Che sta assumendo contorni paradossali e tragi-comici. Il presidente francese ieri era in Mauritania al summit dell’Unione africana, oggi è in Nigeria: la Francia continuerà a guidare la forza G5 Sahel, che riunisce Mauritania, Burkina Faso, Mali, Niger e Ciad, ma il suo obiettivo è disimpegnarsi progressivamente. Un tema quanto mai d’attualità dopo gli attacchi terroristici del fine settimana contro il quartier generale dello stesso G5 Sahel a Sévaré, in Mali, e contro i soldati dell’operazione francese Barkhane.

Macron ha parlato a lungo anche ai leader di cinque Paesi del Sahel del G5, un sistema militare e di sicurezza che ha preso le mosse dall’intervento francese in Mali del 2013 contro Al Qaeda.

Per Parigi si è trattato di ritorno in forze nel continente dove nell’ultimo mezzo secolo ha compiuto una cinquantina di missioni militari senza contare le operazioni segrete e clandestine.

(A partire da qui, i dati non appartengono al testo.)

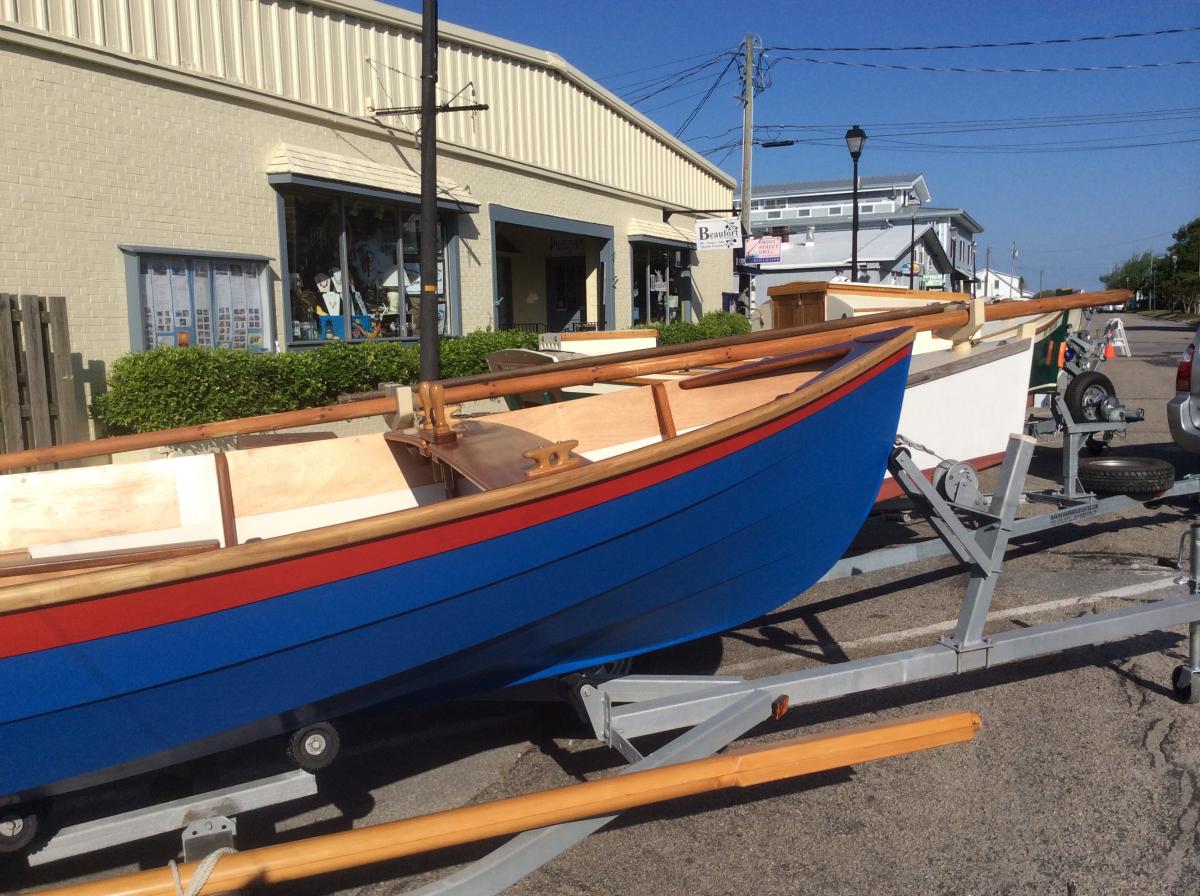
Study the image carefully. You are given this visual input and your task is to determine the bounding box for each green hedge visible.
[91,312,750,432]
[91,330,538,432]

La Francia oggi ha 7mila militari in Africa e, oltre a Gibuti, mantiene basi sulla costa atlantica, con una presenza importante in Senegal, Gabon, Costa d’Avorio e un ruolo decisivo tra il Mali, il Ciad e il Centrafrica.

Ma adesso la Francia vuole alleggerire una presenza militare costosa e anche insidiosa: il maggiore ostacolo al disimpegno sono gli Stati Uniti che hanno ridotto sensibilmente i loro finanziamenti alle cosiddette operazioni di pace africane. E Parigi cerca anche una compensazione per l’aumento dell’impegno militare francese in Siria (un migliaio di soldati) proprio a fianco degli americani.

La grandeur francese, estesa nei suoi ex possedimenti e protettorati coloniali dal Medio Oriente all’Africa, deve fare i conti con i bilanci, per questo la Francia era rimasta molto delusa dal piano italiano di andare con una missione militare in Niger dedicata però ai traffici dei migranti e non al combattimento contro le formazioni jihadiste.

I francesi avevano fatto quindi ostruzionismo con l’appoggio delle forze interne nigerine. Questa missione ha un valore particolare per l’Italia, specie dopo l’avvio della ricognizione a Ghat, nel sud ovest della Libia, dove con i fondi europei Roma vorrebbe costituire un comando militare e di polizia che addestri le future guardie di frontiera di Tripoli e presidi 5 punti di confine con Niger, Algeria e Ciad attraversati dai convogli dei migranti «illegali» diretti verso il Mediterraneo.

La vicenda italo-francese in Niger ha assunto invece toni quasi comici, se non trattassimo qui di laceranti drammi africani. Al mancato avvio della missione dell’Italia, che pure ha sbloccato 100 milioni di euro a favore di Niamey, si unisce la beffa dell’arrivo in Niger di truppe britanniche. Le avanguardie di un contingente di un centinaio di militari di Sua Maestà sono atterrate a Niamey il 14 giugno per essere inquadrate nell’Operation Barkhane.

L’invio di truppe nel Sahel riafferma il peso della cooperazione militare franco-britannica che per Parigi costituisce anche una garanzia in caso di crisi dell’intesa con Berlino e dell’incapacità dell’Unione europea di far fronte alle sfide alla sicurezza.

La saga di questa missione in Niger – che era stata accompagnata da una sorta di vertice il 20 giugno alla Fao di Roma tra il premier Giuseppe Conte e il presidente nigerino Mahmadou Issoufou – sta assumendo contorni paradossali: un quarantina di soldati italiani, sotto il comando di un generale, sono da mesi accampati, in maniera precaria, nella base Usa dell’aeroporto di Niamey senza neppure un accordo scritto che li tuteli sotto il profilo giuridico.

L’ennesimo dispetto, quasi un’umiliazione, che dimostra l’incapacità dei partner europei di sapere agire da alleati e non da concorrenti.